We are those who walk by the Spirit, alive, uncondemned. We could not imagine that Paul would think that we would interpret chapter 7 as not being responsible for our sins.
Rather, we are new creatures in Christ, and when we sin we are allowing the crucified, dead, old man in Adam to call the shots. That’s not who we are any more, but when we sin, we are doing the things of death.
Paul admits that when he allows the flesh to command his thinking and decisions, he is following the law of sin, which is the Mosaic Law (ROM 8:2), which is the perfect law of condemnation.
Wretched man that I am! Who will set me free from the body of this death? 25 Thanks be to God through Jesus Christ our Lord!

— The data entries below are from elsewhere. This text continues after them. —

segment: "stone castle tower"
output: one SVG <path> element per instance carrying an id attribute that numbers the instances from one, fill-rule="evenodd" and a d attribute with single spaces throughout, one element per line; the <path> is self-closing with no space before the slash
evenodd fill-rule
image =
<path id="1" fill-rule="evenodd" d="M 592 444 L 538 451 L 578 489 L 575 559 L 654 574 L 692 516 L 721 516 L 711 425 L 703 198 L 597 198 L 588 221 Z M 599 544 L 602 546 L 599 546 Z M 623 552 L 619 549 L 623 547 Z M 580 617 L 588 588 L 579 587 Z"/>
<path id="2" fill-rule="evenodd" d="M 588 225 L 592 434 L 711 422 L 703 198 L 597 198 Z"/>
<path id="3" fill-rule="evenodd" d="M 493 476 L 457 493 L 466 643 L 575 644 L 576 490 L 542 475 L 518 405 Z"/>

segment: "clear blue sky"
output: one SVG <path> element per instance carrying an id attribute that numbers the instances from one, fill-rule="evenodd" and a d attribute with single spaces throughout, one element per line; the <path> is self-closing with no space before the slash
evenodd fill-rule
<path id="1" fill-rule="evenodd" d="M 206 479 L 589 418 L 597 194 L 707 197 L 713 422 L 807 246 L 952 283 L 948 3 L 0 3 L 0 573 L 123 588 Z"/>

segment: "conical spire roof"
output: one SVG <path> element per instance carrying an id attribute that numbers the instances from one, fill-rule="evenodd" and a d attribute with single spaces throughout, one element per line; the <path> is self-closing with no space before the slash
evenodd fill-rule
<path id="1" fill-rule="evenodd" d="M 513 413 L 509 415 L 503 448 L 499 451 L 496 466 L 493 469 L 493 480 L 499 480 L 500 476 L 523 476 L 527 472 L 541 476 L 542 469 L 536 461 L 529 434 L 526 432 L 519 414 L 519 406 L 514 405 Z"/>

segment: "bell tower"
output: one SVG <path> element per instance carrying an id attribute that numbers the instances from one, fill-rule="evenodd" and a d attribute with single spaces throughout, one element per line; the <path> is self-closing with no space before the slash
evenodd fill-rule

So then, on the one hand I myself with my mind am serving the law of God, but on the other, with my flesh the law of sin.
Galatians and our passage in 1Jo 3 also bear this truth and so we can be confident in it.
But I say, walk by the Spirit, and you will not carry out the desire of the flesh. 17 For the flesh sets its desire against the Spirit, and the Spirit against the flesh; for these are in opposition to one another, so that you may not do the things that you please.
From a slightly different perspective, the same conclusion is to be deduced from a statement like that found in Galatians 2:20.
“I have been crucified with Christ; and it is no longer I who live, but Christ lives in me; and the life which I now live in the flesh I live by faith in the Son of God, who loved me, and delivered Himself up for me.”
If only Christ lives in him then he should be sinless, but since he is not sinless, but Christ in truly the only “life” in him, then sin must not be a fundamental part of the new life. So, sin can easily be given the title of death.